The following report from CBS News takes a sobering look at the dramatic increase of teen suicide in the United States.

It is revealing that social media is on the hot seat for its role in not only condoning cyber-bullying but also promoting a form of communication which virtually eliminates the need for face-to-face personal contact.  Anonymous, impersonal tweets and posts tend to be decidedly more aggressive and confrontational.
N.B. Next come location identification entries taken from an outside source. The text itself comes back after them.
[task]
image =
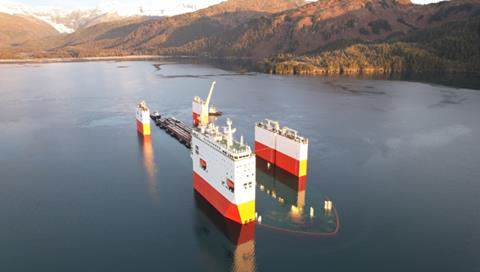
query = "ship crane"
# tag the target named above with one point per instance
(229, 132)
(206, 106)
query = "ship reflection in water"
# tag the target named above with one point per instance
(222, 237)
(145, 144)
(282, 204)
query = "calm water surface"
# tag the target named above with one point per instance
(79, 191)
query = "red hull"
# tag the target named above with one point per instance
(143, 129)
(195, 118)
(264, 152)
(279, 159)
(287, 163)
(219, 202)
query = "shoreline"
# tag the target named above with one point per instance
(85, 59)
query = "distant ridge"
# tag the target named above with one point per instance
(288, 36)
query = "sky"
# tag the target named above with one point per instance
(74, 4)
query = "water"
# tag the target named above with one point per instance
(79, 191)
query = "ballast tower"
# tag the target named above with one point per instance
(282, 147)
(143, 119)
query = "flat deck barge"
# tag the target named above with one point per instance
(174, 127)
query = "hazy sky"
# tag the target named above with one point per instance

Social media connections are the perfect forum for bullies; they are  the mode of choice in abdicating responsibility for our actions.  We see its rampant scourge on Facebook and Twitter as our society no longer monitors what is socially acceptable conversation in our correspondence, verbal or written.  The days of Emily Post, though a welcome memory, are old-fogey and obsolete.

In 1956 a little boy in the third grade classroom sat in front of his classmates sobbing after being ridiculed and bullied repeatedly by an older boy on the playground.  He had been shoved to the ground and kicked, his clothes were torn and dirtied.  His teacher delighted in reproving the boy’s presumed cowardice and , in the presence of 23 classmates, chortled,

“sticks and stones may break my bones, but words will never hurt me.”

She was wrong.  The bruises healed; the clothes got mended and washed , but the words used to thrash the boy being raised by pacifist parents were infinitely more hurtful.  Our vulgar, thoughtless, hurtful, racist, bigoted words are like daggers.  Our inconsiderate, violent actions leave more than bruises and scars on the innocent victim.  So it is with our behavior on social media.  It is a telling indictment of what we have become.

The children of this generation are paying the price for our obsession with materialism and self-involvement.  Today when, and if, the family sits together for dinner it is commonplace for each, including the parents, to have a communications device next to the knife, fork and spoon.  Each family member interrupts the time together to obey the device’s ring tone.   Folks, our devices are not eating utensils, our devices are not baby sitters, and most definitely our devices are not meant to teach our children ethics and values.  Our device is not a god which demands obeisance and veneration.  It is merely a manufactured device.  Think about it.  Teens are committing suicide at an alarming rate.  Why?  What are we teaching them by our behavior and our attitudes about life?

Certainly, we cannot place all blame on social media.  That, in essence , is excusing ourselves from taking responsibility for the world we have created, i.e., social, spiritual, financial, and political.  We, collectively, no longer provide the stability of home life, the joy of spiritual communion, the support of family values, and the connections of community to our children.  We view them as mini-adults, we admire their free-spirit and independence, we mistake their obsession with celebrities as growing pains.  But, they are children.  They need guidance, support, instruction, and the correction which only mature parents can provide.  Most of all they need love and understanding.

Have you ever considered suicide?  I have.  If we are honest with ourselves I think all of us have thought about it…..but not at 12 years old.  Good Lord, I was too worried about girls, tomorrow’s biology quiz,  and the zits on my face when I was twelve.  What have we done to our babies?